HC-06 Arduino Nano Embedded Project?

Hi,

I have an LED project I'm working on, and I want to incorporate Bluetooth so that it can be controlled via smartphone.

I got an HC-06 and Arduino Nano for this purpose, but now I am not sure it will work based on some things I read online: http://forum.arduino.cc/index.php?topic=410046.0

The problem is that I want this to be an embedded / self-contained device, so I won't be able to unplug the TX and RX pins every time I want to make changes to the software.

I also have an Arduino Mega, which I don't think has this problem (can anyone confirm?). I would prefer to use the Nano since it is smaller and cheaper, but if the Mega will work then I might just use that.

Any suggestions for how I should proceed?

Thanks,

Austin

You can use software serial, which enables you to run bluetooth on other pins. Mega has four hardware serial pins, which is probably two more than you need, and you might as well keep it for something more appropriate. Using software serial is not such a great idea but it will be fine if you are just flashing LEDs about.

Thanks, what exactly are the disadvantages of software serial vs. the hardware serial?

SoftwareSerial is slow (9600 baud to 38400 baud) and uses up a fair bit of the Arduino's CPU cycles. Neither should matter for a simple project that turns an LED on or off.

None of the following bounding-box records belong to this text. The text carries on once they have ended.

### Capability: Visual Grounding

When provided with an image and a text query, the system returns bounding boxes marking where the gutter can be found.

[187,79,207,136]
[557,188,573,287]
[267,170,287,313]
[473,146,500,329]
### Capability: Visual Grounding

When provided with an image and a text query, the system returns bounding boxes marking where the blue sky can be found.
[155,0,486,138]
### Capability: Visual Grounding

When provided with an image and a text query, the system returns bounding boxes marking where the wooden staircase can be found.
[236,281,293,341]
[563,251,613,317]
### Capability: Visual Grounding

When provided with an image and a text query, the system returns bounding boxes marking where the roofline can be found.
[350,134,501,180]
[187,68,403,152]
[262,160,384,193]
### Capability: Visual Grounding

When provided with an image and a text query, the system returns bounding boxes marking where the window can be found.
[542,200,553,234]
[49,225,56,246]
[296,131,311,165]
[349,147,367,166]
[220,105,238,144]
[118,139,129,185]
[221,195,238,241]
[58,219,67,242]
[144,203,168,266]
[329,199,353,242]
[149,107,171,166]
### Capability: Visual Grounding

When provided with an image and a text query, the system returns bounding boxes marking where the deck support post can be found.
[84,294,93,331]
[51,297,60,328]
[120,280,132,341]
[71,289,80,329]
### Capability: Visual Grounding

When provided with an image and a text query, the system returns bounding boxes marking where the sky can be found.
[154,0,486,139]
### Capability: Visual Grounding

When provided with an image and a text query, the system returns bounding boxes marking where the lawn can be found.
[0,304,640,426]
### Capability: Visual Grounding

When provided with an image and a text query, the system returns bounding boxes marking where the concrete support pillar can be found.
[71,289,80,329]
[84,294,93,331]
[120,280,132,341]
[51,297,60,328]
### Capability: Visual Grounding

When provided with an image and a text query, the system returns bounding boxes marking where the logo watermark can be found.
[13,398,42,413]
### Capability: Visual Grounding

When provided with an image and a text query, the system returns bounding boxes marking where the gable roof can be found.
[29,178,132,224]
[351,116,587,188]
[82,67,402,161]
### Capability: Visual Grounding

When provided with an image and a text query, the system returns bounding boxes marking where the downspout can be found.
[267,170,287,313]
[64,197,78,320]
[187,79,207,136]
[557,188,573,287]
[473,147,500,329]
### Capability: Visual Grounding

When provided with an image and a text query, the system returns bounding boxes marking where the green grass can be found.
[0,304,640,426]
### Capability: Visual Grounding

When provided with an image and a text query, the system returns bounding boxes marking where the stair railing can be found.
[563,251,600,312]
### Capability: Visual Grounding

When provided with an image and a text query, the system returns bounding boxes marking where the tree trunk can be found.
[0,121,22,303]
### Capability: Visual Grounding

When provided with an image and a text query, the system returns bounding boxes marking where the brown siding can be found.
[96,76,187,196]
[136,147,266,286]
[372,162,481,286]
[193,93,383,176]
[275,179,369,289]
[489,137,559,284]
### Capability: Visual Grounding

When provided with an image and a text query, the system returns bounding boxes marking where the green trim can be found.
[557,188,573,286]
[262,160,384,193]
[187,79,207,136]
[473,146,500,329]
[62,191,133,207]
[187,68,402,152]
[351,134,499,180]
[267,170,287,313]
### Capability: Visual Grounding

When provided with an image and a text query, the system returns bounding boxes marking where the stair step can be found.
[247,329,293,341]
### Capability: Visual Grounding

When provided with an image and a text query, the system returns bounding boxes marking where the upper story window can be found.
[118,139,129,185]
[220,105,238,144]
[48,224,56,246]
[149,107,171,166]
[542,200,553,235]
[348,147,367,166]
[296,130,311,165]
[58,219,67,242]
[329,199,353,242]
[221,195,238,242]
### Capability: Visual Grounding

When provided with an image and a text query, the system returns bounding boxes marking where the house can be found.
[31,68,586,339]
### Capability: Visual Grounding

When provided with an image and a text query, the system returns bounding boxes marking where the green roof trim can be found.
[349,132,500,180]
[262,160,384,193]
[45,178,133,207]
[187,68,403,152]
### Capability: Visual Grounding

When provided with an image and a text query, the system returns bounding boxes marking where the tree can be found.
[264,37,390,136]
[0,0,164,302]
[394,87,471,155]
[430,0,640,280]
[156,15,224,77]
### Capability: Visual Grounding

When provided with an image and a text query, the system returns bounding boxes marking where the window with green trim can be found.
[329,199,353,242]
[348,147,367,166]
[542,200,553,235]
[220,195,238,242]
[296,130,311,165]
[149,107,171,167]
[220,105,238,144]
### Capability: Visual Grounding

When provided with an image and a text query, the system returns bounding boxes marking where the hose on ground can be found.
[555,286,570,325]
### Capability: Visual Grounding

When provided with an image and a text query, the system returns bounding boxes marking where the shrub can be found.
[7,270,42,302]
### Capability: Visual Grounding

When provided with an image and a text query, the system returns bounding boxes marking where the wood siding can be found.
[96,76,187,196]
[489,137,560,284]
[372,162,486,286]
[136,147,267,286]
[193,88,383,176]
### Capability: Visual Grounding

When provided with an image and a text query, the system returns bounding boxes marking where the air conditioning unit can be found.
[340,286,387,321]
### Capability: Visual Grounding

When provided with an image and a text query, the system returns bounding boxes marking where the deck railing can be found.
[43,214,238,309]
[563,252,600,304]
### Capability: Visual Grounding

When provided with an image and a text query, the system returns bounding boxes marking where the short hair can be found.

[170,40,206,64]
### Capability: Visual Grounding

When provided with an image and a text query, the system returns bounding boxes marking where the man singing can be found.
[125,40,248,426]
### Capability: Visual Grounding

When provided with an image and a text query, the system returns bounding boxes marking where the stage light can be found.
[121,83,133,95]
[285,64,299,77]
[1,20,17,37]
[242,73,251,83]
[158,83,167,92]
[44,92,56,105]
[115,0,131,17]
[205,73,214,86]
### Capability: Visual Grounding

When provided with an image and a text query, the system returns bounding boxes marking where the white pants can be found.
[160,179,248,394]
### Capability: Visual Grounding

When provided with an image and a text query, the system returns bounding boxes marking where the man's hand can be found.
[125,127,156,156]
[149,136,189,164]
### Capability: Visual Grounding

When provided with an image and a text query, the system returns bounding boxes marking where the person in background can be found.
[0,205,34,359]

There is also AltSoftSerial and NeoSwSerial as alternatives

...R

I don’t know if the software serial will work if it’s slow. Maybe I should be more specific.
The project is not a single LED, it’s a 16x16 LED Matrix:

https://drive.google.com/file/d/14whhAoXe4I85A--owvhVrnugu9NhdASK/view?usp=sharing

I want to make a snake game that can be controlled via the smartphone Bluetooth app.
It needs to be fast enough for somewhat fluid game-play.

Another idea I had was to make a switch that would disable the TX / RX lines of the HC-06.

I bet you are not as fast with your fingers as you think you are, and you will never know the difference between 9600 and 38400, let alone 115200. If you have a substantial stream of computer-generated data, you probably would know. I don't think you have a problem with the LEDs, you can always suck it 'n' see. The switch isn't a bad idea but likely to be unnecessary.

Nick_Pyner: I bet you are not as fast with your fingers as you think you are, and you will never know the difference between 9600 and 38400, let alone 115200. If you have a substantial stream of computer-generated data, you probably would know. I don't think you have a problem with the LEDs, you can always suck it 'n' see. The switch isn't a bad idea but likely to be unnecessary.

Okay, thanks for the feedback. I will try out the software serial and see how it works.

Do you think the regular SoftwareSerial library will work fine, or is one of the other libraries better?

Thanks everyone for the suggestions.

I'm afraid I am not familiar with any software serial. You might as well try the standard one as it is already in your hand, and it will probably be OK. ..

Update: SoftwareSerial works great, only problem is I am running out of RAM on the Arduino Nano. The atmega328p version I have only supplies 2 kB, which is right on the edge.

potato_power: Update: SoftwareSerial works great, only problem is I am running out of RAM on the Arduino Nano.

What is using the RAM?

Post your program.

...R

^ Listen to this… they will help you change some syntax/coding approaches to free up some more RAM.

** @Robin2 -

Thanks for mentioning that NeoSWSerial library.

I had never heard of it before… (and I like that it doesnt disable interrupts!)
not sure if it has any advantages for me yet… but good to know it exists!